Spearwood to mark patron’s big day

25 Jan 2012

By Robert Hiini

Somascan fathers at Spearwood parish prepare to celebrate their saints feast day marking 500 years since their patron’s liberation from imprisonment.

St Jerome Emiliani (1481-1537) was no plastic saint – fallen one day and holy the next.

When Our Lady visited him in prison and freed him from captivity, his ascent to sanctity was anything but immediate, Somascan priest Fr Johnson Malayil CRS told The Record.

St Jerome’s Parish, Spearwood, will celebrate their saint’s feast day on 11 February, inviting the whole archdiocese to a 6pm celebration of his life and the Somascan’s ongoing work in his charism.

Favoured with noble birth and rising to govern a stronghold of the Venetian army, Jerome had led a Godless life up until the city’s defeat at the hands of German aggressors; drifting away from the faith of his childhood.

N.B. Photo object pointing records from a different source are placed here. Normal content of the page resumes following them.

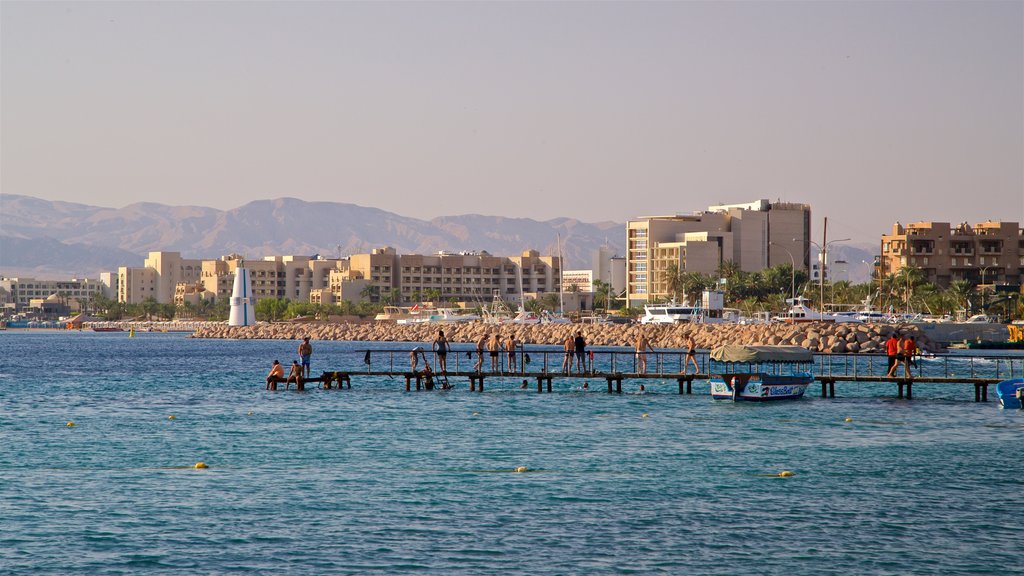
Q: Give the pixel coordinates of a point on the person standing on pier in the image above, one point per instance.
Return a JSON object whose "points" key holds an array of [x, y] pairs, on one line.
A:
{"points": [[480, 342], [580, 343], [892, 352], [493, 347], [641, 346], [295, 375], [569, 346], [414, 359], [691, 356], [510, 345], [305, 351], [440, 347], [909, 348], [276, 372]]}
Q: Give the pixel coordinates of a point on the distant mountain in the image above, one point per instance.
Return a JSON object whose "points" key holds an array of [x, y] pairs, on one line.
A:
{"points": [[58, 239]]}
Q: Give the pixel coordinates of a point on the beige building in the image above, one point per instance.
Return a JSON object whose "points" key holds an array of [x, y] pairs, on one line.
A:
{"points": [[990, 252], [754, 236], [159, 277], [169, 278], [469, 279], [466, 278]]}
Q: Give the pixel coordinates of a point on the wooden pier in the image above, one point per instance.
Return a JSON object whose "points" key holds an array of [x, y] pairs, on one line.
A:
{"points": [[611, 367]]}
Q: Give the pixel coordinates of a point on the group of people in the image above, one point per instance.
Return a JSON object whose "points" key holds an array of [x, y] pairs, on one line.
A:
{"points": [[299, 372], [901, 351]]}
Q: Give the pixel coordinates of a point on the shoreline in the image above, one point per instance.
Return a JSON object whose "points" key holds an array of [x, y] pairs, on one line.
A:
{"points": [[816, 336]]}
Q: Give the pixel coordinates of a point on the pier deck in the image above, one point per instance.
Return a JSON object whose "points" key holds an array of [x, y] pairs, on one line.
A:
{"points": [[614, 367]]}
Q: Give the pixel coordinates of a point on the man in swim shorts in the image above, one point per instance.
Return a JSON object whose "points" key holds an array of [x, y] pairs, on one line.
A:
{"points": [[305, 351]]}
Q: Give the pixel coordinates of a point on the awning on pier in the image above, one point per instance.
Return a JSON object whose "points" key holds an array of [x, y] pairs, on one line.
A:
{"points": [[750, 354]]}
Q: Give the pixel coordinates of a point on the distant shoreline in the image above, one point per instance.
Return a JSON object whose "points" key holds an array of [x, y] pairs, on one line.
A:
{"points": [[816, 336]]}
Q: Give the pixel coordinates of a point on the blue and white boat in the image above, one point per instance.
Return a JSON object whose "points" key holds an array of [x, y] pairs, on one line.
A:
{"points": [[760, 373], [1007, 391]]}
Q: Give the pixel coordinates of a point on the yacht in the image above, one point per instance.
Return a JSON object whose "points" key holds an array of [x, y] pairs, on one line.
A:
{"points": [[800, 312]]}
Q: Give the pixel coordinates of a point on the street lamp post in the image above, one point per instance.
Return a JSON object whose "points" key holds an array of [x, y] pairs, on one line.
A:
{"points": [[793, 271], [984, 271]]}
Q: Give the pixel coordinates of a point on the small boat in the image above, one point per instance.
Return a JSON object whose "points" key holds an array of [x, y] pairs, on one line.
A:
{"points": [[760, 373], [800, 312], [1010, 393], [670, 314], [440, 316]]}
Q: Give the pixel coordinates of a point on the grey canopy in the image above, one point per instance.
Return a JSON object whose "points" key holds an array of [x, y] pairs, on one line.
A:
{"points": [[739, 353]]}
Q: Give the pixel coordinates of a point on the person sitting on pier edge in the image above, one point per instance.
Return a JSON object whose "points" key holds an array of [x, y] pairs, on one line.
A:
{"points": [[295, 375], [580, 343], [691, 356], [493, 347], [276, 372], [893, 353], [440, 347], [305, 351], [509, 345], [479, 353], [641, 345], [569, 347]]}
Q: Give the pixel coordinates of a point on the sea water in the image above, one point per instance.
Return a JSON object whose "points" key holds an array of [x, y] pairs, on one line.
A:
{"points": [[377, 480]]}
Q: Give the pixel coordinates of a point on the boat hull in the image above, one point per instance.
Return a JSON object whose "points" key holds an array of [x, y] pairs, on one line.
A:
{"points": [[1007, 391], [754, 387]]}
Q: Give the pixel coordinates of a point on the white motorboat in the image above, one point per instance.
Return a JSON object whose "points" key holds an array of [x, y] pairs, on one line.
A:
{"points": [[671, 314], [800, 312]]}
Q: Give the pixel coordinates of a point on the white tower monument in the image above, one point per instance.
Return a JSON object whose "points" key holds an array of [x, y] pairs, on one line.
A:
{"points": [[243, 312]]}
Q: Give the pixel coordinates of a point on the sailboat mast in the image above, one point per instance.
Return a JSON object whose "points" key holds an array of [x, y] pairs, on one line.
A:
{"points": [[561, 272]]}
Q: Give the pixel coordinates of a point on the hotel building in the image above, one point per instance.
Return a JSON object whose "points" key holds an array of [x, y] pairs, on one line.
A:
{"points": [[467, 278], [754, 236]]}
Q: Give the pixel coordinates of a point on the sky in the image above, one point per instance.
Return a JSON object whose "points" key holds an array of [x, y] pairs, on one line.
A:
{"points": [[869, 112]]}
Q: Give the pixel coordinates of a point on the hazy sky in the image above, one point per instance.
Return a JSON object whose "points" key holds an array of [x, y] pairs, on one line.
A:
{"points": [[870, 112]]}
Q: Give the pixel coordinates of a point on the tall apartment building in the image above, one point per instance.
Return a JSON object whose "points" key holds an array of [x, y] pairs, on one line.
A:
{"points": [[754, 236], [989, 252]]}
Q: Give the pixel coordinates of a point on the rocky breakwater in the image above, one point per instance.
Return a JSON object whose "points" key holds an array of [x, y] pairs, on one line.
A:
{"points": [[816, 336]]}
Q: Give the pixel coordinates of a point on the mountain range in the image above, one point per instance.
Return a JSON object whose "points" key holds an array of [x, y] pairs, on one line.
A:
{"points": [[53, 240]]}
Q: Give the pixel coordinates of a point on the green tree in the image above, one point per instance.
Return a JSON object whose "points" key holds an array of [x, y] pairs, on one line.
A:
{"points": [[270, 310]]}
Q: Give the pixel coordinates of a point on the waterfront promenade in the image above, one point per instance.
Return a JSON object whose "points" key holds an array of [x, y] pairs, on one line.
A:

Bound in chains and languishing in the bowels of a dungeon, no one stepped forward to pay his ranson.

Dejected and alone, the Blessed Virgin appeared to St Jerome and loosed his chains, securing his mystical escape.

But liberation of a spiritual kind took years of stumbling prayer, Fr Johnson said, and it was some time before St Jerome knew God was calling him to care for orphaned children and the desititute.

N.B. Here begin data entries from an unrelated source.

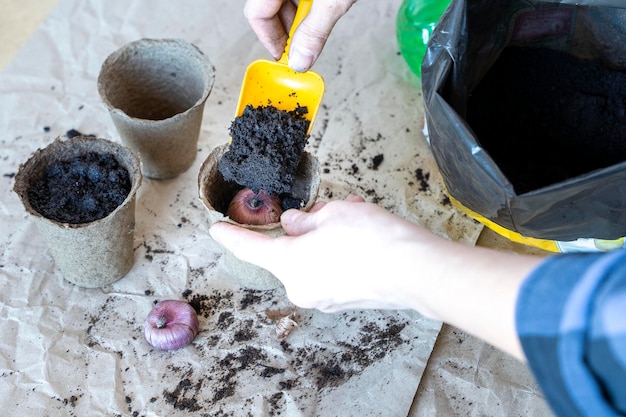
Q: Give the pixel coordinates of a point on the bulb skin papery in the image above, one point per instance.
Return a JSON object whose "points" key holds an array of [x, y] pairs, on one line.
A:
{"points": [[248, 207], [171, 324]]}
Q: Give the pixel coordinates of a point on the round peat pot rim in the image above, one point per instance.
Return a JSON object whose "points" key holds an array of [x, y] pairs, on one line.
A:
{"points": [[222, 191], [141, 57], [63, 149]]}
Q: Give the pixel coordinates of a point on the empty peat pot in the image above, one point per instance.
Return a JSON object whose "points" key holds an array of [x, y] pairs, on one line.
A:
{"points": [[92, 253], [155, 91], [217, 193]]}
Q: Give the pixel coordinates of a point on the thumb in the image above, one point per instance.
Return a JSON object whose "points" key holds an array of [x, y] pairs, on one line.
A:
{"points": [[245, 244], [297, 222], [311, 35]]}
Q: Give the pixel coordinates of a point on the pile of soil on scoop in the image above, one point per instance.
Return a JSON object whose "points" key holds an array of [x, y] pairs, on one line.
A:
{"points": [[266, 148], [546, 116], [84, 189]]}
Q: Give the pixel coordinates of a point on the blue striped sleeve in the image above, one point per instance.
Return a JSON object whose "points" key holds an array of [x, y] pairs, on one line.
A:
{"points": [[571, 321]]}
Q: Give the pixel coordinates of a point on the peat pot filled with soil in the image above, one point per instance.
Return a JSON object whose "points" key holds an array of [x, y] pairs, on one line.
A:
{"points": [[254, 178], [81, 193]]}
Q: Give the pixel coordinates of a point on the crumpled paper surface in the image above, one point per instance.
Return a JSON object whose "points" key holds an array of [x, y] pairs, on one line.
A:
{"points": [[67, 350]]}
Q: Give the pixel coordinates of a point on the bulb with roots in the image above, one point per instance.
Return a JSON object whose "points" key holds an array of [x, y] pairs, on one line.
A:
{"points": [[248, 207]]}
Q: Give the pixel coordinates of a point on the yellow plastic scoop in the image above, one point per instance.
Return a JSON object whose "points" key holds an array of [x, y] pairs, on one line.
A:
{"points": [[274, 83]]}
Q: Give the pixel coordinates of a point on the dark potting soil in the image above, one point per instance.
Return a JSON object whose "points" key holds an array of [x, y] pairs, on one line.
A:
{"points": [[81, 190], [266, 147], [545, 116]]}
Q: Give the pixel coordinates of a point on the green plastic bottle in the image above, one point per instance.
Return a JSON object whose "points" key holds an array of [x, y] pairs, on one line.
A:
{"points": [[415, 23]]}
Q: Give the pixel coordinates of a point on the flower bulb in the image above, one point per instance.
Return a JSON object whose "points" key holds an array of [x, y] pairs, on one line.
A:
{"points": [[248, 207], [171, 325]]}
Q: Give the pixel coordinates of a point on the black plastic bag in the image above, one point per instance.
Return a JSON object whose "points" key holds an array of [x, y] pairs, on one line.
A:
{"points": [[468, 39]]}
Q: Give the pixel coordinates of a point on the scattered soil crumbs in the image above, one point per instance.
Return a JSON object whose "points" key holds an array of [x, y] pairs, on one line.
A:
{"points": [[266, 148], [545, 116], [243, 359], [86, 188]]}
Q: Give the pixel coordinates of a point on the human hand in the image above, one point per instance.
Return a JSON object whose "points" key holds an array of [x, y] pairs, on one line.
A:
{"points": [[341, 254], [355, 255], [272, 19]]}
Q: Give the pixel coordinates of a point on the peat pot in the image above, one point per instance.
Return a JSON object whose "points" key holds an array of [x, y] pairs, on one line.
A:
{"points": [[94, 253]]}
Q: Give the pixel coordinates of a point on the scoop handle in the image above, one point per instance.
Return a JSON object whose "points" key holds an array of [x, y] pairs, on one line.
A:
{"points": [[303, 9]]}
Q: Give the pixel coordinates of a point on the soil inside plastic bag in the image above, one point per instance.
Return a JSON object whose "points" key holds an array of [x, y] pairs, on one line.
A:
{"points": [[545, 116]]}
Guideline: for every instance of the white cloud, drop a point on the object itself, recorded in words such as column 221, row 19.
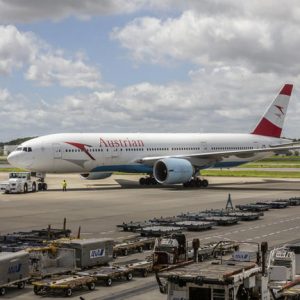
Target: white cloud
column 219, row 100
column 34, row 10
column 46, row 66
column 16, row 49
column 258, row 43
column 49, row 69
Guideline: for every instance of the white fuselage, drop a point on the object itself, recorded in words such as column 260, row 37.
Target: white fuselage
column 94, row 152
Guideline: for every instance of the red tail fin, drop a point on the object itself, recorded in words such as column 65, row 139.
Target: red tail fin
column 272, row 121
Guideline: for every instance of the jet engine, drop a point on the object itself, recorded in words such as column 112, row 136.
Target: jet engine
column 172, row 170
column 94, row 175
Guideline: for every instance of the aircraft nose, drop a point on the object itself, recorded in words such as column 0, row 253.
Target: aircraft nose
column 12, row 159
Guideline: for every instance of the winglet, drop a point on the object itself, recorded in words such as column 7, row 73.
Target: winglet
column 272, row 121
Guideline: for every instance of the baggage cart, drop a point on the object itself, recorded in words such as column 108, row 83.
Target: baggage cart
column 66, row 284
column 14, row 270
column 131, row 246
column 108, row 274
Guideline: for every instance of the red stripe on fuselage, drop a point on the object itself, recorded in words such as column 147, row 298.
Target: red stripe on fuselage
column 287, row 90
column 82, row 148
column 267, row 128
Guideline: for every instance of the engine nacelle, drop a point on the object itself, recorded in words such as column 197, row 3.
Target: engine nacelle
column 173, row 170
column 94, row 175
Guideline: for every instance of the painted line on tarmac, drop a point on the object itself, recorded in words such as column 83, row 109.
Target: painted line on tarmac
column 273, row 233
column 255, row 227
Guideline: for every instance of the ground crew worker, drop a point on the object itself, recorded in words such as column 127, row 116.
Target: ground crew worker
column 64, row 185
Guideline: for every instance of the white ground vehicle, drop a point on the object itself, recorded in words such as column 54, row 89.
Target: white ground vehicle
column 18, row 182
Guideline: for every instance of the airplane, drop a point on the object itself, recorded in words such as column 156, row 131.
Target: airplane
column 167, row 158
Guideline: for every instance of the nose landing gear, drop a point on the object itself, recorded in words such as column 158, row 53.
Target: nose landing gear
column 148, row 181
column 42, row 185
column 196, row 182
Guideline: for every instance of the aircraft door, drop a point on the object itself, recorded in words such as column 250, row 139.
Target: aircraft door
column 204, row 147
column 57, row 151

In some ways, the task was simply visited upon him, as the city suffered famine and then plague in relatively quick succession.

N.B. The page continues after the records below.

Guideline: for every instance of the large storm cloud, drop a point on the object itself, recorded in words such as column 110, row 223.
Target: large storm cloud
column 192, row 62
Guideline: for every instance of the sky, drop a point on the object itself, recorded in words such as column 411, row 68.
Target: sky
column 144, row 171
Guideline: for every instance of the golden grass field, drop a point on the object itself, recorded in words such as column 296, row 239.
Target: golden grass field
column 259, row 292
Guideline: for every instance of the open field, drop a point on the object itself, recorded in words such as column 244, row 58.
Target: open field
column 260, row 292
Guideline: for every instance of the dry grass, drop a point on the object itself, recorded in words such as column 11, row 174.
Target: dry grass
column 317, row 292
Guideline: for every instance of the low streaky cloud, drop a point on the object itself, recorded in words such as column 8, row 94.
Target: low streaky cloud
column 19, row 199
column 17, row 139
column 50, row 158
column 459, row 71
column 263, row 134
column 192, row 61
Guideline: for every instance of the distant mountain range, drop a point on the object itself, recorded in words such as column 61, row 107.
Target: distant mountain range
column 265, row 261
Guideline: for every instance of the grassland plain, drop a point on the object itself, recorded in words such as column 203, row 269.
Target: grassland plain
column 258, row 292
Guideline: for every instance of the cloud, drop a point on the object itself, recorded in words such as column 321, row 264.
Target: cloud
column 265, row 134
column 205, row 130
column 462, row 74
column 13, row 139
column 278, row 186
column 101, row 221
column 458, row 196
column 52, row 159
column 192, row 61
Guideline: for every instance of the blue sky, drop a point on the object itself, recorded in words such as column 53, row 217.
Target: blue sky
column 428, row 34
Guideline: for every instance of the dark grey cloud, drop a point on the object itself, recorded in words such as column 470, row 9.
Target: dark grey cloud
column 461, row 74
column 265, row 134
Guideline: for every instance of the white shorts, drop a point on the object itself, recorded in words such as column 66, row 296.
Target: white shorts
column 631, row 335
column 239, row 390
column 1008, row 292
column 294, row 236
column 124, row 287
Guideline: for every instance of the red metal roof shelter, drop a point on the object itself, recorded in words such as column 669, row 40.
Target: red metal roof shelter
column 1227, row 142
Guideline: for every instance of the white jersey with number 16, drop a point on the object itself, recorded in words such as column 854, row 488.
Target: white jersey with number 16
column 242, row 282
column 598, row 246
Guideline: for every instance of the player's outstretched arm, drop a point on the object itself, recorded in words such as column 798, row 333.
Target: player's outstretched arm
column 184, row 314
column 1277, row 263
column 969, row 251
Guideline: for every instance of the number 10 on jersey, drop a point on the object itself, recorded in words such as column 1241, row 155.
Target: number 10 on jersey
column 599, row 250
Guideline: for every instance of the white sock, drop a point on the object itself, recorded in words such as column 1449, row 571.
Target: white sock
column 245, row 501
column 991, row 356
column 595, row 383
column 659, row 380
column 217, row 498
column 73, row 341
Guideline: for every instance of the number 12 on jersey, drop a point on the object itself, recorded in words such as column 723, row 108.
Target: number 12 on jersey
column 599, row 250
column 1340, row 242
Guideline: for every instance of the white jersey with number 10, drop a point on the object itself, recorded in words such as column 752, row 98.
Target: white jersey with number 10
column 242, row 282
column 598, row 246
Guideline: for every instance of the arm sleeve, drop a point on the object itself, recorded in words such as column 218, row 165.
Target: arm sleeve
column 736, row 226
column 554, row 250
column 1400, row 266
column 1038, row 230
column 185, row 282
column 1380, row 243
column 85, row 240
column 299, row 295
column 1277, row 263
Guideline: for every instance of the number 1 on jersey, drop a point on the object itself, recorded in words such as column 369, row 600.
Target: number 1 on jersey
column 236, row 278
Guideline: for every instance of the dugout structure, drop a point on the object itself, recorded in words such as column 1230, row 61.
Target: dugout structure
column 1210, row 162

Like his saintly contemporary St Ignatius of Loyola, St Jerome was a harbinger of the counter-reformation, but one that starts, Fr Johnson said, with personal reformation and conversion.

“It was a counter-Reformation from within, to that state of sanctity that was characteristic of the Church of the apostles,” Fr Johnson said.

“He realised that reformation takes place individually and that by reforming himself he took part in reforming the Church.”

More than 400 years before the Second Vatican Council, St Jerome’s life integrated two streams which have been seemingly divergent ever since – those of justice and sanctity.

It’s an integration the Somascan’s strive to maintain today in their pastoral care in the developed and developing world.

“Our aim is not just to provide young people with food and accommodation but showing them the paternity of God; the face of God the Father,” Fr Johnson said.

“In that way we help them to develop a relationship with God and reformation from within.”

“If we are just secularised and only care for human beings’ earthly life then we diminish their dignity which is open to eternal life. But if you are concerned only about their spiritual life you diminish the value of human life here,” he said.

“St Jerome Emiliani was both: caring for people’s earthly life but knowing they were meant for eternal life.”